Re: [IxDA] Best practices for designing Terms and Conditions/Customer Agreement Interactions

2 Jun 2010 - 3:43pm
1071 reads
Diego Moya
2005

On 17 May 2010 22:53, Dustin Kirk wrote: > If you actually give a crap about communicating terms and conditions to > users, you will want to think about the big picture.  That means designing > the actual terms and conditions to be readable and presented in an elegant > manner that doesn't turn people off. > > For a bit of inspiration, check out Alan Siegel's TED talk: Let's simplify > legal jargon! > http://www.ted.com/talks/alan_siegel_let_s_simplify_legal_jargon.html On > the other hand if you are simply going to display the plain text legalese > that we are all familiar with, then you can simply hide it and get it as far > out of view as possible so your users don't hate you for it. -d- On Mon, May

The best experience I've had with legal documents is with the Creative Commons [1] licenses. They follow that exact route and have created a simple, readable front-end to the legal document that expresses the same content in plain English. Granted, their licenses are extremely simple [2] and are easy to adapt to that readable format.

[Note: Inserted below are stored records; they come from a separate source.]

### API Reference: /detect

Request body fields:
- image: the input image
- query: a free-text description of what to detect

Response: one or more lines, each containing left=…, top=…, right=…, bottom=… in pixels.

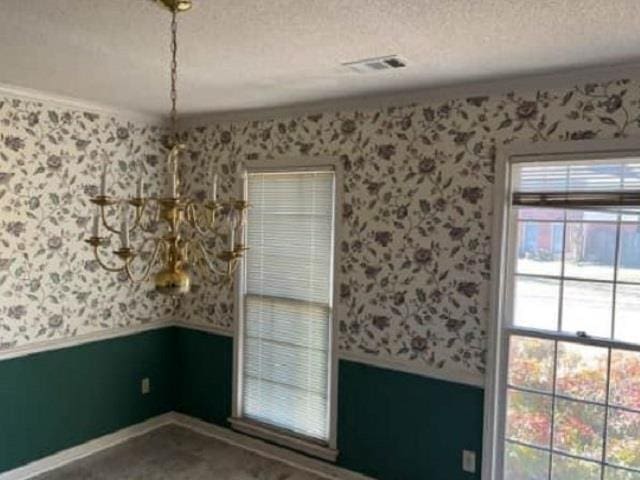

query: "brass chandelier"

left=85, top=0, right=248, bottom=295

[1] http://en.wikipedia.org/wiki/Creative_Commons [2] http://creativecommons.org/licenses/by/3.0/

The second best approach I've seen, one with works with more common licenses, is the Eulalyzer program [3]. It's a freeware application that performs a simple text scanning and highlights the dubious words that are usually associated with a limiting or contemptible clause (such as those dealing with privacy, personal information disclosure, or waiving rights).

[3] http://www.ted.com/talks/alan_siegel_let_s_simplify_legal_jargon.html

I think the morale is, you can't hope dealing with legal documents by providing a good layout of panels and scrollwheels. You must explain the legal content itself in a way that's designed for laypersons to understand instead of lawyers.